This article shows how you can "geocode" street address information natively in T-SQL with MS SQL 2005, and as a byproduct, how you can validate, normalize, and parse address information.
Note that this approach will work in SQL 2008 as well, though SQL 2008 provides geospatial types and functions that could be used in lieu of the numeric data type used here.
Geocoding is the process of converting a geographical address into latitude and longitude (GPS coordinates). Geocoding address information has a number of benefits:
- Means to interoperate with web-based mapping services
- Means to interoperate with GPS devices
- Makes it possible to calculate distance between addresses
- Makes geospatial analysis possible (i.e. identifying geographically similar addresses, etc.

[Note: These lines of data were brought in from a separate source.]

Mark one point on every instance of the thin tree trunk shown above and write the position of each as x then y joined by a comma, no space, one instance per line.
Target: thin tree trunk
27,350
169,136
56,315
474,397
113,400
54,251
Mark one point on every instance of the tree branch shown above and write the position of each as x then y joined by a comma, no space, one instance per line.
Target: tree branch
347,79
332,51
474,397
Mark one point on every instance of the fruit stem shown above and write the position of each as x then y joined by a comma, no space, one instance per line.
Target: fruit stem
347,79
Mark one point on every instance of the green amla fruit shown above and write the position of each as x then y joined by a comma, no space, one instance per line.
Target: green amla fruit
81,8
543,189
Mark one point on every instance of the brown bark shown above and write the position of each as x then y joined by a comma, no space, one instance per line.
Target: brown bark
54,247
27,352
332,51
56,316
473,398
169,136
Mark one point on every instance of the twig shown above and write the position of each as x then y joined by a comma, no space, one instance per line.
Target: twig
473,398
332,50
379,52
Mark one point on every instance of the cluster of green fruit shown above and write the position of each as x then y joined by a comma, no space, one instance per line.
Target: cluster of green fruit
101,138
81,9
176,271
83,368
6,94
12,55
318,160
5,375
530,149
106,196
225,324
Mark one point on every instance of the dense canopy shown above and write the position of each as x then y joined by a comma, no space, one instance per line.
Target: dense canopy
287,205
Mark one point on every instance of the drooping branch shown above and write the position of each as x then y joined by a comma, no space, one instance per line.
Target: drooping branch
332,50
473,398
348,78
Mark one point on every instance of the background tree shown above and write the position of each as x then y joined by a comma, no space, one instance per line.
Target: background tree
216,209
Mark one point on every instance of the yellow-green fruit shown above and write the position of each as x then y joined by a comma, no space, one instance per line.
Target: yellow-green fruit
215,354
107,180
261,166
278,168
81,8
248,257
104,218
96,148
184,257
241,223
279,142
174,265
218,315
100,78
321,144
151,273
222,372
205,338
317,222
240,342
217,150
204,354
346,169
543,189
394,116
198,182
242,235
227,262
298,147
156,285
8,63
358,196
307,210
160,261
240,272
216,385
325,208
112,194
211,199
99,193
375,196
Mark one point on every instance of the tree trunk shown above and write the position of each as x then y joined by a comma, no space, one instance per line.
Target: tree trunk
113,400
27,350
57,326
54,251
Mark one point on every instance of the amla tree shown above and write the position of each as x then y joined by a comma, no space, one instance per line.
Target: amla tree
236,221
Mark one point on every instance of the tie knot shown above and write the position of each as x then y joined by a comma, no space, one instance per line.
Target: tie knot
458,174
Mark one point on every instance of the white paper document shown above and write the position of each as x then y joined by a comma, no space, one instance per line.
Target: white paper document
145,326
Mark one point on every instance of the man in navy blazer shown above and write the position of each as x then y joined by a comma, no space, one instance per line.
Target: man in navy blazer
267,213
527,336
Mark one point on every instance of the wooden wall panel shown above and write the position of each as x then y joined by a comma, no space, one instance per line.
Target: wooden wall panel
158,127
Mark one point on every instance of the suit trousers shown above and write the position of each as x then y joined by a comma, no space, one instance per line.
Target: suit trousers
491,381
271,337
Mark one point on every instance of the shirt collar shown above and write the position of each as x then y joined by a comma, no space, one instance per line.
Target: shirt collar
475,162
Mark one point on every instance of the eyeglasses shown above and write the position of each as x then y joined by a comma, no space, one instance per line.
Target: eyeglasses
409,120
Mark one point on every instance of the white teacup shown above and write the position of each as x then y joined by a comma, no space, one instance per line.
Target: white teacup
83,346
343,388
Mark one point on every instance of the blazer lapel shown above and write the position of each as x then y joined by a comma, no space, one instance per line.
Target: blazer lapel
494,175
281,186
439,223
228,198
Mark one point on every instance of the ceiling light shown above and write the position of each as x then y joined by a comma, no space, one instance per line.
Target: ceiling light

- Compact way to represent a geographical location
- And more...
Besides these core benefits, there are a number of valuable byproducts of geocoding, including:
- Address validation
- Address normalization
- Street number identification
- Zip Code lookup
- County lookup
I'll gloss over coordinate and GPS theory. The bottom line is that in modern systems latitude and longitude are most often represented as a decimal number in the range -180.000000 to 180.000000. (These values are really degrees, from 0 to 360, but positive / negative is used to separate hemispheres.) Consequently, in SQL Server 2005, I'd suggest using a data type of numeric(9,6) for the coordinate data.
The actual work of geocoding is heavy lifting that needs to be performed by a remote service that has a database of address information. We simply want to pass the address information to such a remote service, and retrieve the XML results. There are several suitable services we could use. I have selected Google's service for this example.
So how should we call the Google geocoding service from SQL Server? We need to make an HTTP request, so we need to use one of these:
- CLR procedure
- External stored procedure
- ActiveX call
All of these have pros and cons. I realize that many would recommend CLR -- but I want to write only native T-SQL code. This means that we'll be using sp_OACreate to use an ActiveX object in this example. First we need to make sure that ActiveX support is enabled in the database:
EXEC sp_configure 'show advanced options', 1
RECONFIGURE
EXEC sp_configure 'Ole Automation Procedures', 1
RECONFIGURE
The basic theory of operation is that we will use the ServerXMLHttp object that is already installed on the server. We will instantiate that object, set the URL property, call the send method, and then retrieve the results.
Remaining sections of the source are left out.